"The Miracle Worker" Is A Timeless Classic Of Teaching Others And Overcoming Obstacles

Feb 14, 2014

Photograph of Helen Keller at age 8 with her tutor Anne Sullivan on vacation in Brewster, Cape Cod, Massachusetts. Sullivan moved in with the Kellers in 1887, and began a teacher-pupil relationship that would last five decades.
Credit New England Historical Society

Before she was known as an author, a humanitarian, a champion for women's rights, and advocate for the deaf and blind, Helen Keller was a bit of a tyrant.

She lost her vision and hearing she was two. This left her parents unable to effectively communicate with her and handle her constant outbursts.
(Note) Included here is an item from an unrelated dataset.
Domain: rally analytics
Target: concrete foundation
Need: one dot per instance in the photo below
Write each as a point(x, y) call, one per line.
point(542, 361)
Following tip of telephone inventor Alexander Graham Bell, the Kellers visited the Perkins Institute of the Blind, where they found Anne Sullivan.  

The start of what would be a five-decade teacher-pupil relationship was made into the play "The Miracle Worker," the latest production to be performed at Kalamazoo Civic Theatre.

"She had done all the readings, she had been through all the teachings, and she was going to teach this child language, and I think when she got thrown into it - her whole world turned apart and she says many times in this show [that] she doesn't know what to do," says Sara Raddis, who stars as Anne Sullivan.  Sullivan was only twenty years old when she moved in with the family in 1887. "Her one focus and belief is that no person should be kept in this darkness and not be able to communicate with the outside world."

By signing words into her hand, Keller was able to figure out that each object had a name connected to it. The lightbulb moment sent Keller on a lifelong affair with learning as much as she could.

"I think this play reminds us that there's something more than just seeing and hearing and speaking - that there are other ways that we can experience the world, other ways that we communicate with each other - through smell, through touch - and that maybe we shouldn't be so shortsighted to think that seeing puts you in one category or another in the way in which you view the world," says managing director Kristen

In the six decades that have followed since the original script was written, deaf and blind people have made strides that were unfathomable in Helen Keller's time. But Chesak feels the play's overarching message of overcoming limitations is one that still resonates today.

"These two people - if they had just given up and decided 'I can't communicate like everyone else' - then what would have happened? And that really is how I have approached this play."

"The Miracle Worker' will be performed at the Kalamazoo Civic Theatre until March 1.